TurboMedical preps pilot for FAA physical exam

By Kathryn Opalewski

Pilot Bill Howell of San Diego is a 58-year-old retiree, a husband, a father, and a survivor of cancer. He was diagnosed with two cases of malignant melanoma on one arm in 1989, then again in 1996 on the other arm, and prostate cancer in 2005. What would you say if we told you that Howell received his special issuance third class medical in 14 working days?

You might say that is difficult to do or isn't possible. But it is.

Two months before Howell's medical was supposed to expire, he logged onto AOPA Online and began using an educational tool known as TurboMedical. In less than an hour on his computer, Howell was prepared to walk into his aviation medical examiner's (AME's) office with the actual FAA medical application all completed.

"It is an excellent way to gather information and prepare yourself," said Howell, who put flying on hold in 1973 as life got in the way. But he returned in 2005 to continue studying for his instrument rating.

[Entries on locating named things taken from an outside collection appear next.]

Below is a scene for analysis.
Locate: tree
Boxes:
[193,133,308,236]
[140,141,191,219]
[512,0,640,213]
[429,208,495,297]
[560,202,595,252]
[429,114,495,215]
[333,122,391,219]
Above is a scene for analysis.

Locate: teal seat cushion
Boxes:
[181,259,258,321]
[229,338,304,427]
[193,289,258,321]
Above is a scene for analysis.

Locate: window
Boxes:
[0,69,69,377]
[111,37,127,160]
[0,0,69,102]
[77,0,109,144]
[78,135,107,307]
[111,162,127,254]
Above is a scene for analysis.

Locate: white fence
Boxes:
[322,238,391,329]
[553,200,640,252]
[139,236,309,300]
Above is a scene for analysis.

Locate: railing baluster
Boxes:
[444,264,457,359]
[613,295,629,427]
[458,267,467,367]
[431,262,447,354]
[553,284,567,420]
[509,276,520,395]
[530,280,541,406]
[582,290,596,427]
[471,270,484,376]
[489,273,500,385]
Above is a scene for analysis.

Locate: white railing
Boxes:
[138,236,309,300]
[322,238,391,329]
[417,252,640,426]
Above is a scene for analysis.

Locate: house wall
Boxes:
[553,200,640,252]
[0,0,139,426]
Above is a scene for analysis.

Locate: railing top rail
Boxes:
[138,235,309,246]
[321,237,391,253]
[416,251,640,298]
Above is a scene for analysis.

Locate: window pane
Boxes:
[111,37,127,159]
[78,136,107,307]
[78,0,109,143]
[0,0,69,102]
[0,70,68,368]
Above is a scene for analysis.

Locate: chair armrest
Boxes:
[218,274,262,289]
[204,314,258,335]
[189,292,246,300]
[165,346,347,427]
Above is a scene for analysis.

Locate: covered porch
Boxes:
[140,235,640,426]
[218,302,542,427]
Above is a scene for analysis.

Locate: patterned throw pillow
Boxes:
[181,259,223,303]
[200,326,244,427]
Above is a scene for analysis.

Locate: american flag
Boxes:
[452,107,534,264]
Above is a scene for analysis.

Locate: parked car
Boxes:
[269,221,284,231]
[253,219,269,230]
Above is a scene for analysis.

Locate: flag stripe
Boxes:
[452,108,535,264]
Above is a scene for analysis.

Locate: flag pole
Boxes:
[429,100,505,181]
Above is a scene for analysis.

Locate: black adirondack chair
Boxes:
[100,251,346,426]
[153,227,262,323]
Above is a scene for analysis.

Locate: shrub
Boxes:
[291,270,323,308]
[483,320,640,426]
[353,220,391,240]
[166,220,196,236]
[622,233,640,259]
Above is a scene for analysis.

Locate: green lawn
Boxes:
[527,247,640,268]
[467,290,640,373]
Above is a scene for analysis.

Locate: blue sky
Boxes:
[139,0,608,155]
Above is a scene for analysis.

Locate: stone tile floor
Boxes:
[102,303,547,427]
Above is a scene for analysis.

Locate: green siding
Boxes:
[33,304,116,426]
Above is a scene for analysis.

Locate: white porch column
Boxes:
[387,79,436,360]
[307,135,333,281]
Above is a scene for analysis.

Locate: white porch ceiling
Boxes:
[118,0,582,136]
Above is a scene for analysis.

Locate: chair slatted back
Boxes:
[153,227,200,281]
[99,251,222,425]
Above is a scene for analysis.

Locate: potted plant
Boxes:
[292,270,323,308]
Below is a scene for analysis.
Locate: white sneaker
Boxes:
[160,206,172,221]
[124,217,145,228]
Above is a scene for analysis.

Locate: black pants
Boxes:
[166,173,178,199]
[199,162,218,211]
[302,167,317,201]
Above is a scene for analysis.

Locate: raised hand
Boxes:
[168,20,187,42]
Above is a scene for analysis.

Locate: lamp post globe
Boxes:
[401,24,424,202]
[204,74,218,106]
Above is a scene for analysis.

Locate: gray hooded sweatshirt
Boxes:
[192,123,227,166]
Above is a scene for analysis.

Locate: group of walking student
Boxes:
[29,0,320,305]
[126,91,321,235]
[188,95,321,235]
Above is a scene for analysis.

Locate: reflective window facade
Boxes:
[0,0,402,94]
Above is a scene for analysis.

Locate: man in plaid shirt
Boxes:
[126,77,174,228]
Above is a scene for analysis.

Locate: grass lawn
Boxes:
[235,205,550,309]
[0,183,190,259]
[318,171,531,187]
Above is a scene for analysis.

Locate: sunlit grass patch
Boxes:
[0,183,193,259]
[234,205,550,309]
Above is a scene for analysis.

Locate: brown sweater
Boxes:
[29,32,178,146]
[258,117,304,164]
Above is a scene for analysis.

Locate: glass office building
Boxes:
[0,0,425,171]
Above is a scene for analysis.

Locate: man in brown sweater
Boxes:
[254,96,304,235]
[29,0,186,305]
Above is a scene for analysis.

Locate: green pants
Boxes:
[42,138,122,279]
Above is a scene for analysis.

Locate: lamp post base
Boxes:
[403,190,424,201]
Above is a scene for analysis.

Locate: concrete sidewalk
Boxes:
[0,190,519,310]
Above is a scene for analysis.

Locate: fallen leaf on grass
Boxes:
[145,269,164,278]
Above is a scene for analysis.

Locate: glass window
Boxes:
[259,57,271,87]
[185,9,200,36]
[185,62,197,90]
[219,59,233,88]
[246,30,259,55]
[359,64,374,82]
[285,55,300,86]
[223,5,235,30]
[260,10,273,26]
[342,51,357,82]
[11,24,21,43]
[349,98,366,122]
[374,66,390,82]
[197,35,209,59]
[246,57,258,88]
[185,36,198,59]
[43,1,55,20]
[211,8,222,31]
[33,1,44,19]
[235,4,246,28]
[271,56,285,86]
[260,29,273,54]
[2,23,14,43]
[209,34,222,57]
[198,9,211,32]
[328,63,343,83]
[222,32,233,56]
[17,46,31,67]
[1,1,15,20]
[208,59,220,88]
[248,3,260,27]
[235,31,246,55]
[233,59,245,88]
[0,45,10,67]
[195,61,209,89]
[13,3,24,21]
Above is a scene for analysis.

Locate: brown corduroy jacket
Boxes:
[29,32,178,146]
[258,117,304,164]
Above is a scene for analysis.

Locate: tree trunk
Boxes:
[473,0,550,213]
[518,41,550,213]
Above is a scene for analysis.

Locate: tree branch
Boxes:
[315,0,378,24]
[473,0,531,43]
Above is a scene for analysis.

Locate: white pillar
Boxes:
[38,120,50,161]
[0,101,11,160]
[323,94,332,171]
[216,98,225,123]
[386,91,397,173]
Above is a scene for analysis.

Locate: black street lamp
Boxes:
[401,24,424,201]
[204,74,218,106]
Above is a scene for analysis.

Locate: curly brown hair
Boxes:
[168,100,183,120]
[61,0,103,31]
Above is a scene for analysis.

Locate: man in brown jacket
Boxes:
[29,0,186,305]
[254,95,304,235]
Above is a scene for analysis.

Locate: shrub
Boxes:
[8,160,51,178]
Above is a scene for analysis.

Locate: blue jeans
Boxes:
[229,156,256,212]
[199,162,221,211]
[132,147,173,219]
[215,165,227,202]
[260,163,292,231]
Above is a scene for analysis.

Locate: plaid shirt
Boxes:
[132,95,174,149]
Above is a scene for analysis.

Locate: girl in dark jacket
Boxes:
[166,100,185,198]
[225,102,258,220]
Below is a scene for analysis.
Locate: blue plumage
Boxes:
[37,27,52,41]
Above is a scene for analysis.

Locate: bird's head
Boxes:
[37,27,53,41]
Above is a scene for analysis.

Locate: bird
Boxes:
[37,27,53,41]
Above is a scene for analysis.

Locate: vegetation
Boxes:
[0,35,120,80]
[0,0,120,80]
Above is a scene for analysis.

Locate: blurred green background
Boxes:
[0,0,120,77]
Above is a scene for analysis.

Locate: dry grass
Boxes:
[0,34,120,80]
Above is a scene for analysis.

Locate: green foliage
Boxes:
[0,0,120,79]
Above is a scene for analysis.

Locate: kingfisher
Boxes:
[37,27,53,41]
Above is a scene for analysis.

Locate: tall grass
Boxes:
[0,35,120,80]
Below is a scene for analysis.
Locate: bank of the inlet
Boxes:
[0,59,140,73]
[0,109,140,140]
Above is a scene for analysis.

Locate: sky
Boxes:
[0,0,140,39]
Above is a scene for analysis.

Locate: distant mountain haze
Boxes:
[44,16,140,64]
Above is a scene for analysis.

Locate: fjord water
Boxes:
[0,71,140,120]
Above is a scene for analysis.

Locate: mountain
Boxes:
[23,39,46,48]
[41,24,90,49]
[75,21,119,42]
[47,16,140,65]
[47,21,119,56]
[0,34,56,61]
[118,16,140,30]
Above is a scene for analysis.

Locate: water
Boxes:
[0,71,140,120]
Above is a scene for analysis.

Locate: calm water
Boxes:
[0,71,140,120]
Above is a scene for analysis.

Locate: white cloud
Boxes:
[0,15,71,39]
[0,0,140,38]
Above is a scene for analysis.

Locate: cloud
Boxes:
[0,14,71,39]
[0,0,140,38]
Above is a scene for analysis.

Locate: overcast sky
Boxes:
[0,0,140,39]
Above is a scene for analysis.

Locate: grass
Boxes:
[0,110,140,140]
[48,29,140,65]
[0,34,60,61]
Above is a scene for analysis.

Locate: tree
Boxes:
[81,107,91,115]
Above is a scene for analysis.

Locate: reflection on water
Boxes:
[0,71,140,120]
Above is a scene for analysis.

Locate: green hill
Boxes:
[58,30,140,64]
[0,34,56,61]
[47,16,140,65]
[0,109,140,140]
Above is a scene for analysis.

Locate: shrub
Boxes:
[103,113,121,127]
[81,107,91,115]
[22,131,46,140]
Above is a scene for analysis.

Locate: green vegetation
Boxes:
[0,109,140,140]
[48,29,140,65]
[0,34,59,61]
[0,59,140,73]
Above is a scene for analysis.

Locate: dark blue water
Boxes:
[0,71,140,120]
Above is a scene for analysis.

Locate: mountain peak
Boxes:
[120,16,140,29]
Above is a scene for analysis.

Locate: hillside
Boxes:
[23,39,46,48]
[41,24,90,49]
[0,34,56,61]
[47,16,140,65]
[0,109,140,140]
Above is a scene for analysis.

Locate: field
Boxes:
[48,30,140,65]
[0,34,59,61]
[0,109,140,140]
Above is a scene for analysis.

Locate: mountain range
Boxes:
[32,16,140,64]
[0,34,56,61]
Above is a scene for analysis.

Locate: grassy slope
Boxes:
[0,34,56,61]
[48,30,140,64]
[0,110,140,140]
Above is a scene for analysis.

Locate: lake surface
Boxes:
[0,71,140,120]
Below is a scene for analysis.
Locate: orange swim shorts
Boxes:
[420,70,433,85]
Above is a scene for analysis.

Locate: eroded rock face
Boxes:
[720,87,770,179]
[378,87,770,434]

Many pilots don't realize that they may have a problem getting their medicals until they are faced with a questioning at the AME's office. Some medications are not acceptable to the FAA, and some reported conditions can require supporting documentation.

AOPA has developed this interactive medical application in an effort to help our members identify potential problems before the visit to the AME. TurboMedical asks the same questions as the FAA Form 8500-8, the application for an airman medical certificate (and student pilot certificate) that you fill out to obtain and renew your medical certificate. By using this interactive form you can find out if a current medical condition or prescription medication may be a problem with the FAA. It's better to know beforehand, so you can take appropriate actions before your doctor visit.

"It also gives you the chance to really sit down with your AME and discuss what you need to disclose to avoid getting deferred or disqualified," said Howell. "It really helped me keep track of my doctor's information and gave me the exact terminology to use on my report."